La Norvège est le septième plus important producteur de gaz naturel au monde, fournissant 3% de la demande mondiale. Elle est aussi un producteur de pétrole respectable, couvrant environ 2% de la demande mondiale grâce à sa production de 2 millions de barils par jour. De plus, elle tire environ 95% de son électricité de sources hydrauliques. Depuis le début de la guerre en Ukraine, elle a supplanté la Russie comme principale source d’approvisionnement en gaz pour l’Europe, dont elle comble un tiers des besoins.

Cousin canadien

Ces chiffres font de la Norvège un proche parent du Canada, qui est le quatrième producteur mondial de pétrole grâce à ses 4,6 millions de barils par jour, de même que le quatrième producteur de gaz naturel et le sixième exportateur. L’hydro-électricité satisfait à 61% de la demande électrique du pays, mais quand on inclut les énergies propres (nucléaire, 12%, et éolien, 6%) la part verte de l’énergie renouvelable au Canada monte à 79%.

En 2022, « la Norvège a tiré environ 161 milliards (G$) de dollars américains (soit environ 33% de son PIB) de la production de pétrole et de gaz, une hausse de 150% par rapport à 2021, » rapportent les auteurs de l’étude, Angelo Katsoras at Baltej Sidhu. De plus, le fonds souverain de Norvège, qui s’élève maintenant à 1,3 billion de dollars américains et constitué au fil des ans à partir des revenus d’exploitation pétrolière et gazière, sert à financer 20% du budget de l’État norvégien.

Fort de ces revenus, le gouvernement norvégien peut « financer massivement sa transition vers l’énergie verte », jugent les auteurs de l’étude. Ainsi, en 2022, il subventionnait les achats de véhicules électriques à hauteur de 25 000 $ américains par véhicule. Cela fait en sorte que la Norvège est un leader dans l’implantation des véhicules électriques : 20% du parc automobile et 80% des nouveaux véhicules vendus étaient électriques en 2022. (Notons qu’à partir de cette année, la Norvège va réduire ses appuis, n’appliquant l’exemption de 25% de la TVA qu’à la première tranche de 47 000 $US au prix d’achat d’un véhicule électrique).

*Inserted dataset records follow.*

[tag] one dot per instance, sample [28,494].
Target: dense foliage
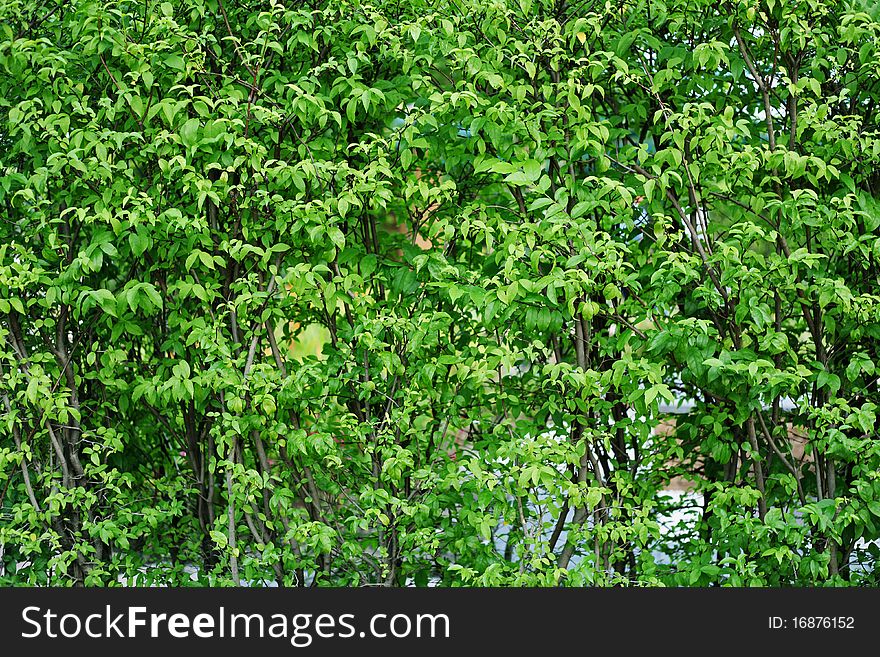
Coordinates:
[346,293]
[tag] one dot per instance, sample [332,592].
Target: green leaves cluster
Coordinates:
[396,293]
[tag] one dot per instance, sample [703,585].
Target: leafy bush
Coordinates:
[398,293]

Au Canada, les aides fiscales du gouvernement fédéral à l’achat d’un véhicule électrique ne dépassent pas 5 000 $ pour un véhicule dont le prix doit être inférieur à 55 000 $, tandis que les aides provinciales vont de 4 000$ en Colombie-Britannique, jusqu’à 7 000$ au Québec.

Virage canadien

« Selon nous, écrivent les auteurs de l’étude, le gouvernement canadien devrait emboîter le pas à la Norvège et faire du soutien à la production de pétrole et de gaz une priorité en utilisant les normes environnementales les plus élevées afin de financer la transition vers l’énergie verte qui s’étalera sur des décennies. »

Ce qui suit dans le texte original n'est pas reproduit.